- Written by: Tony Marchant
- Directed by: Andy DeEmmony
- Starring: David Tennant Sarah Parish
- Theme music composer: Tristin Norwell and Nick Green
- Country of origin: United Kingdom
- Original language: English

Production
- Running time: 90 minutes (approx.)

Original release
- Network: BBC One
- Release: 25 February 2007

= Recovery (film) =

Recovery is a 2007 British television film directed by Andy DeEmmony and starring David Tennant and Sarah Parish. It was written by Tony Marchant, and first broadcast on BBC One.

==Summary==
It deals with the life of Alan Hamilton, the former head of a construction firm, after he receives serious personality-changing brain injuries in a road accident, and the emotional feeling of his family. Tricia, his wife struggles because the man she knew has gone. Throughout the programme she tries to bring him back through memories, photographs, her sons and herself.

==Cast==
- David Tennant as Alan Hamilton
- Sarah Parish as Tricia Hamilton
- Harry Treadaway as Dean Hamilton
- Jacob Théato as Joel Hamilton
- Ron Donachie as Len Hamilton
- Jay Simpson as Johnathon
- Jo McInnes as Gwen
- Jim Carter as Dr Lockwood
- Jo Hartley as Vicky Nathan

===Cast Notes===
This marks the third time that David Tennant and Sarah Parish have worked together.

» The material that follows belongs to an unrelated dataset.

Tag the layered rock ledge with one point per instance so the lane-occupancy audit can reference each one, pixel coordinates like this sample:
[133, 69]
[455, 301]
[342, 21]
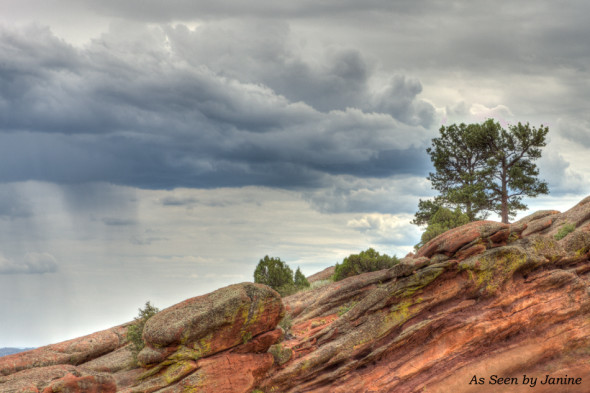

The first was the 2004 serial, Blackpool, where David played a DI who falls in love with his suspect's wife (Parish), and the second was the Doctor Who Christmas special, "The Runaway Bride", where Tennant played his usual role as the Doctor and Parish played a giant alien spider called the Empress of the Racnoss.

===Music===
The music was especially commissioned and composed by Tristin Norwell and Nick Green.

==Reception==
- The Liverpool Echo called Recovery "perhaps the best thing David Tennant's ever done."
- The Herald called it "one of TV's saddest, most harrowing dramas ever" and encouraged people to donate to the brain injury charity, Headway, whether they had seen the drama or not.
- The Times said that "Tennant and Parish made it affecting viewing" and that they also "thankfully avoided the Hollywood trend to use memory loss as a gateway to deeper healing, a little miracle to help us forget our mean adult selves and learn to be innocent again."
- The Guardian said "It wasn't over-sentimental, just believable. And much more powerful for that. Anyone who says they didn't have a lump in their throats is either an unfeeling brute or a liar."